ガイド
入水鍾乳洞は、福島県田村市に位置する鍾乳洞です。大滝根山の南西斜面にあるキッサ沢の水が、地下に流入して形成された洞穴です。洞内にはA、B、Cの3つのコースが用意されており、それぞれのコースで進める距離や必要な装備が異なります。水深や水温、照明の有無など、コースによって体験の性質が大きく変わるのが特徴です。
入水鍾乳洞は、1927年8月25日に発見されました。旧名は「滝根不動洞」と呼ばれていました。この地域は典型的なカルスト地形である「仙台平」が広がっており、石灰岩の侵食や風化によって形成された自然景観が特徴です。大滝根山の南から湧き出した同一水源からの水流によって形成された「あぶくまケイブシステム」の一部として知られています。

洞内は1本道の構造となっており、進む距離によってコースが分かれます。Aコースは入口から約150m、Bコースは約600m、Cコースは約900mの地点まで進みます。Bコース以降は照明が少なく、水温も10度前後と低いため、装備の準備が重要となります。コースによっては、水深が成人男性の膝上ほどになる場所もあります。

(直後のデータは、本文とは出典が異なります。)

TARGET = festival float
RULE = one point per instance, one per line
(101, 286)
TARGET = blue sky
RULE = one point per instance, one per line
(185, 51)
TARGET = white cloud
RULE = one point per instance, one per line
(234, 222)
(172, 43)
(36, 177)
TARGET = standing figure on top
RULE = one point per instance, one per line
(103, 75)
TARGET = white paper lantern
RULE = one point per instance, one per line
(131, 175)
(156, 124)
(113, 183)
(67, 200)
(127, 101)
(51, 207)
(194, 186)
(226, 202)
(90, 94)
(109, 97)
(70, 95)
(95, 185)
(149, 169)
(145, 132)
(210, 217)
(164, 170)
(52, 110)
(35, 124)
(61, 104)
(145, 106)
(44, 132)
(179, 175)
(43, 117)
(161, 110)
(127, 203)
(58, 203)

入水鍾乳洞は、天候の影響を強く受けます。特に大雨の後は、洞内の水量が増加し、安全のために入洞できない場合があります。季節によっては、Aコースでも水深が大きく変化し、膝上まで水に浸かる状況になることがあります。天候が安定している時期の訪問が推奨されます。
コースによって、異なるレベルの探検体験が可能です。Aコースは普通の服装で入洞できますが、BコースやCコースでは、水に濡れることを想定した準備が必要です。Bコースではヘッドライトや防水のハンドライト、替えの靴、さらには寒さ対策のための着替えなどが推奨されます。Cコースは原則として予約制となっており、案内人と共に進む形となります。
入水鍾乳洞の周辺には、あぶくま洞や、星の村天文台、ふれあい館といった施設が整備されています。これらは同一の水源から形成された洞穴群に関連するエリアです。
洞内の環境に合わせて、適切な準備を行ってください。